Si Jean-Claude Pache allie les épreuves cantonales d’une quinzaine de kilomètres aux ultra-trails avec encore autant de facilité à 55 ans, c’est qu’il évite les excès. «Maximum 60 km par semaine et une course toutes les deux semaines, dévoile celui qui compte aussi 20 Sierre-Zinal au compteur. Je privilégie la qualité à la quantité tant à l’entraînement qu’en course. J’aurais dû sacrifier ce principe pour passer sous l’heure à Morat-Fribourg, typiquement.» Mais le Glânois le dit lui-même: «Il faut être un peu maso et se donner à fond. Ne pas mettre de dossard équivaut à rester dans sa zone de confort. J’aime les choses bien faites.» Cette expérience acquise au fil des années et des kilomètres, l’habitant de Lussy en fait aussi profiter les autres.
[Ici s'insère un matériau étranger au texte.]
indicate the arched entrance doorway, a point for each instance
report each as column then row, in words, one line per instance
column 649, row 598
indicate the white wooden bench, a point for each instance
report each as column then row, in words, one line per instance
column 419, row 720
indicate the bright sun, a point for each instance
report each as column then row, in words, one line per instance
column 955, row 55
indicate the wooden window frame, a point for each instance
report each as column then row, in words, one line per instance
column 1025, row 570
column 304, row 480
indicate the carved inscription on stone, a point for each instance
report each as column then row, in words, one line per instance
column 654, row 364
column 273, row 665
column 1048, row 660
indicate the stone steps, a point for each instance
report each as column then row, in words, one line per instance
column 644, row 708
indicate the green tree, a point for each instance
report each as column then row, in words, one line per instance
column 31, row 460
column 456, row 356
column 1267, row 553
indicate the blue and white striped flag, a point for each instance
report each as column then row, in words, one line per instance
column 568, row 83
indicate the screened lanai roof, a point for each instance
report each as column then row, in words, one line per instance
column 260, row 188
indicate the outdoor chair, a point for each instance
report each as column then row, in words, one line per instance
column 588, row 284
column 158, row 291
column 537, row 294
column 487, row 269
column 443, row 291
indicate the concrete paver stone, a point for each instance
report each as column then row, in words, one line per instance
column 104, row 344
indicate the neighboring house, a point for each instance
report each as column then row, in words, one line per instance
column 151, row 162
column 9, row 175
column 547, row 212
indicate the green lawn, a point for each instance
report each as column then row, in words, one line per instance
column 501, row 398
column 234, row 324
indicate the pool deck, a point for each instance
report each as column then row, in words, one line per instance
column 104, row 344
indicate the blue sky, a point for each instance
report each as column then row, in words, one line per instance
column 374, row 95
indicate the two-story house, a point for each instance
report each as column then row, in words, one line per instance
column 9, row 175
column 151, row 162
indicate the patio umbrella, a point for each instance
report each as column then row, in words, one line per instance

Au sein du club auquel il a toujours été fidèle – le CARC à Romont – il donne des entraînements. «Cela fait longtemps que je le fais. J’essaie de transmettre un peu de ce que je sais, d’aider, dit-il. Ceux qui viennent du football manquent souvent de technique. Le potentiel est là, mais il faut corriger.» Des adversaires, mais néanmoins amis, de ses débuts, il est l’un des derniers à encore tenir le haut du pavé. Cela ne l’empêche pas d’aller encore de l’avant. «Je continuerai jusqu’à ce que je ne puisse plus. Pour le moment tout tient bien», rassure Jean-Claude Pache avec un sourire qui se dessine sous sa moustache. Une chose est sûre, cet amoureux de l’effort a encore de beaux kilomètres devant lui. «J’aime faire du sport pour moi et pour moi seulement. Cela explique aussi peut-être ma longévité», conclut-il.